Leaving the Colo river I was straight back onto dirt following the lagoon mountain track to Bilpin then up on the Bells Line Off road up to Katoomba. Having had no breakfast I was picturing a quaint coffee shop with a log fire and red and white chequered table covers with a dottery old lady serving but alas those days are well and truly gone and it wasn’t till the top of the mountain where the temperature had dropped considerably and light rain was starting to look like sleet that I found a suitable place to eat and change into something a lot warmer and appropriate for the new environment. Having satisfied the stomach I headed down the mountain for the Jenolan Caves, I last visited them as a young boy and had only vague I memories of them- mainly how dark and cramped they were. I figured everyone seems to stop to look over the range so I would head for the underground experience.
Leaving all my valuables with the rangers I took the River tour which was really different and an eye opener. For someone who doesn’t deal well with small spaces I marvelled at why anyone would want to head underground in the dark through tight spaces losing all sense of direction.
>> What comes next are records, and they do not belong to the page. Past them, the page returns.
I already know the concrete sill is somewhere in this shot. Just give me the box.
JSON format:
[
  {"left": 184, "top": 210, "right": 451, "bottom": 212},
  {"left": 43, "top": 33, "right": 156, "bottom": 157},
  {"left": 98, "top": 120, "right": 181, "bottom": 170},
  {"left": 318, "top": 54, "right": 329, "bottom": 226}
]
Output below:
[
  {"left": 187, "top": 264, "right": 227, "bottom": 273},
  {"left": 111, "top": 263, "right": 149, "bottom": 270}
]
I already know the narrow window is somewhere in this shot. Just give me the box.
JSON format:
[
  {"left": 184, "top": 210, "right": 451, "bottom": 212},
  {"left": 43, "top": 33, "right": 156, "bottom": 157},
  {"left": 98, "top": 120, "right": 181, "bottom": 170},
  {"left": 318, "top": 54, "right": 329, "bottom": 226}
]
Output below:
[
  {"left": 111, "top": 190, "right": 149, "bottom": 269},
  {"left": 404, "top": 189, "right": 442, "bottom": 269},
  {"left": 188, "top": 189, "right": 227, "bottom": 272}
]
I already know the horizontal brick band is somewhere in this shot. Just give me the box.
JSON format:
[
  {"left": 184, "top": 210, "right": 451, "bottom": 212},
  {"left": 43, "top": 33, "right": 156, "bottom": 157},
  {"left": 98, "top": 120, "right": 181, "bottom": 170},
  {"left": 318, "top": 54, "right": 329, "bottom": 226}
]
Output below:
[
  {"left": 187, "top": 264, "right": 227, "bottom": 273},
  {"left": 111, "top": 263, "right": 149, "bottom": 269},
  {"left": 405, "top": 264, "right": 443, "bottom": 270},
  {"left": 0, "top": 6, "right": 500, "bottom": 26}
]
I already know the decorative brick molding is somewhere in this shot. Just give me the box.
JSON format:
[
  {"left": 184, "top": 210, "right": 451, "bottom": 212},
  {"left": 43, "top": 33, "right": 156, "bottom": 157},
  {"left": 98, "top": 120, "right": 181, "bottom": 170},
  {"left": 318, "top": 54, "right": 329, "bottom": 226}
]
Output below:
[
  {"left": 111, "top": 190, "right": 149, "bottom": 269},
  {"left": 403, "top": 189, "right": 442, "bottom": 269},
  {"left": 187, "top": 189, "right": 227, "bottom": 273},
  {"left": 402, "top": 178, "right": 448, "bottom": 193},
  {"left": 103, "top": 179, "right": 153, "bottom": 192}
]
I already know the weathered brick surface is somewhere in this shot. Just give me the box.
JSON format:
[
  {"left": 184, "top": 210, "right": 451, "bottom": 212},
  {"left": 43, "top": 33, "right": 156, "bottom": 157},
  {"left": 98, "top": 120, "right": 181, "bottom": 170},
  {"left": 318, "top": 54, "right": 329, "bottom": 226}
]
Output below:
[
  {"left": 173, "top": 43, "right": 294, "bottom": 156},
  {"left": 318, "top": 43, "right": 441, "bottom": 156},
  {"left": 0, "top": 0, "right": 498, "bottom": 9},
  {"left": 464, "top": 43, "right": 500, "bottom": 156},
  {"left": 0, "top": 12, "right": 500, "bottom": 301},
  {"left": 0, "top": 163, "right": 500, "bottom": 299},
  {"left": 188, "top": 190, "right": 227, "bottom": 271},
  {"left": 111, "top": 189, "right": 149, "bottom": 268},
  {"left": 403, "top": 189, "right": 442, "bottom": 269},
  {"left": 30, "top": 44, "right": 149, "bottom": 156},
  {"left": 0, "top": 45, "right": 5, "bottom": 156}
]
Yes the growths were incredible and I got a real sense of perspective of time as these creations formed over thousands of years just by the dripping of water, however I could not imagine the explorers perspective with just a small candle for illumination. Still, the two and a half hours passed quickly and the hundreds of squats I did negotiating the the low and narrow passages stood me in good stead to apply as Kosac dancer!
Returning to the outside world I was surprised at how sweaty I was which should have raised some alarm bells however it was getting late and I was pushed for time so I fired up and took off. Quickly the warm sweat turned to ice and as the sun lowered for the day, taking any remaining heat with it I threw up the white flag and retreated into a pub at Taringa, around 35km short of Goulburn.
I have long had a kind of snobbery about staying in pubs, with their shared amenities and less than palatial rooms but tonight I was too cold to care and compared to my swag it was luxurious. Besides that the shower was hot and the water ran freely. Leaving my 6 bed room for the calling of dinner I enjoyed plenty of good humoured banter with the jovial patrons all in their Fluro shirts and stubbies before seeking some quiet by the fire in the corner.. It was there that I met Peter. A slightly built man, he was happily reading a book over a glass of red, apparently oblivious to the throng of activity around the bar. Intrigued by my array of maps we began chatting. He had just returned from a stint in Cairo working for the WHO and was researching for a book he wanted to write on the history of the region. Peter was a font of information and as the wines flowed our discussions varied from solving the world problems to debate on the English vs American novelists and the writing styles from Shakespeare to Salmon Rushty.!
Eventually I bid farewell to my new friend and retreated to my room, satisfied with my day, and the warmth and space afforded to me. It really struck me that if I’d driven and stayed in a traditional motel I would have just stayed locked away, yet being on the bike and being encouraged to “shake it up with the locals” my experience had actually been greatly enriched. Not to mention that for $70 I had been given a roof over my head and ample dinner and breakfast!